そしてその事については、村長もあまりいい顔をしなかった。だが、アリスがあの社に戦いていた事を思うと、恐らく祖母もも其れを嫌ったのではないか?と、何となくの予想が出来る。
仮に祖母が煌壮のように、非常に鋭敏な感知能力を持っていたのなら、あり得る話である。
ただ、村長は、あの社を天聖家からの賜り物だと有り難がっていた。何となくそのところから、軋轢が生まれそうな話でもある。

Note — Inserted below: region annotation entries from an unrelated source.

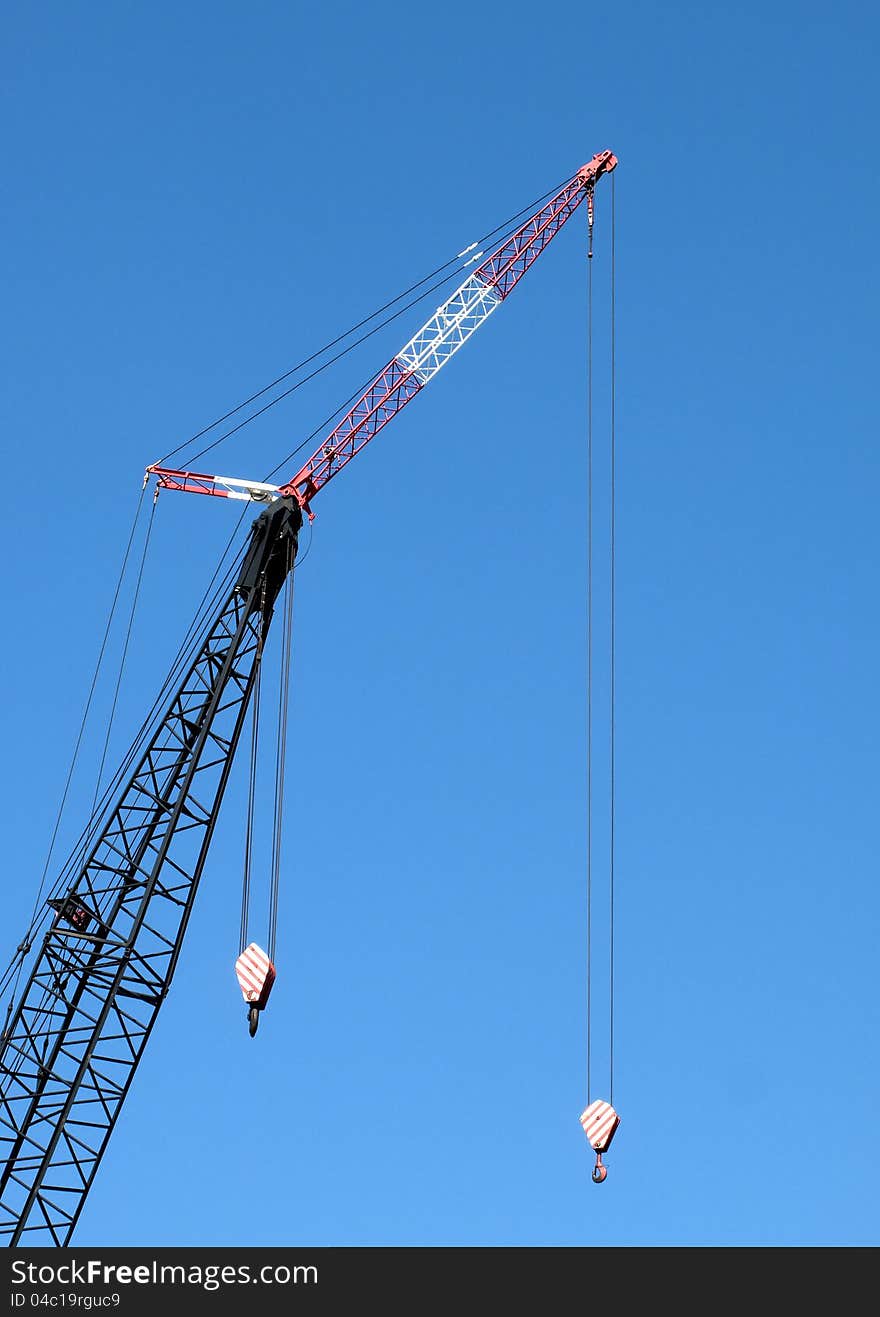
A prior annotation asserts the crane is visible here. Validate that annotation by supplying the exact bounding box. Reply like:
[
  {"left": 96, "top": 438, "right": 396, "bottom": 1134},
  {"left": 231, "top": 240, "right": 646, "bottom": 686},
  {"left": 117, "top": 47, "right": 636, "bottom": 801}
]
[{"left": 0, "top": 151, "right": 618, "bottom": 1246}]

「あの、俺の能力の範囲ってどこまでの影響出ると思います?」
鋭児は聖に話を振る。
「ん~……。君のその能力が呪術的な意味も含めているのなら、場合によっては子々孫々にまでということも……」
聖はそこで言葉を止める。そして其れが鋭児の本来の質問である事にも気がつく。
「炎皇。話し続けてよ……」
「ああ、ええ。実は今の卑弥呼様の胸にも、焔さんや姉さんと同じように鳳凰の印が……」
「車止めて!!」
鋭児が話を続けようとした瞬間、芹花がドラーバー席のヘッドレストを掴んで、藤に指示出す。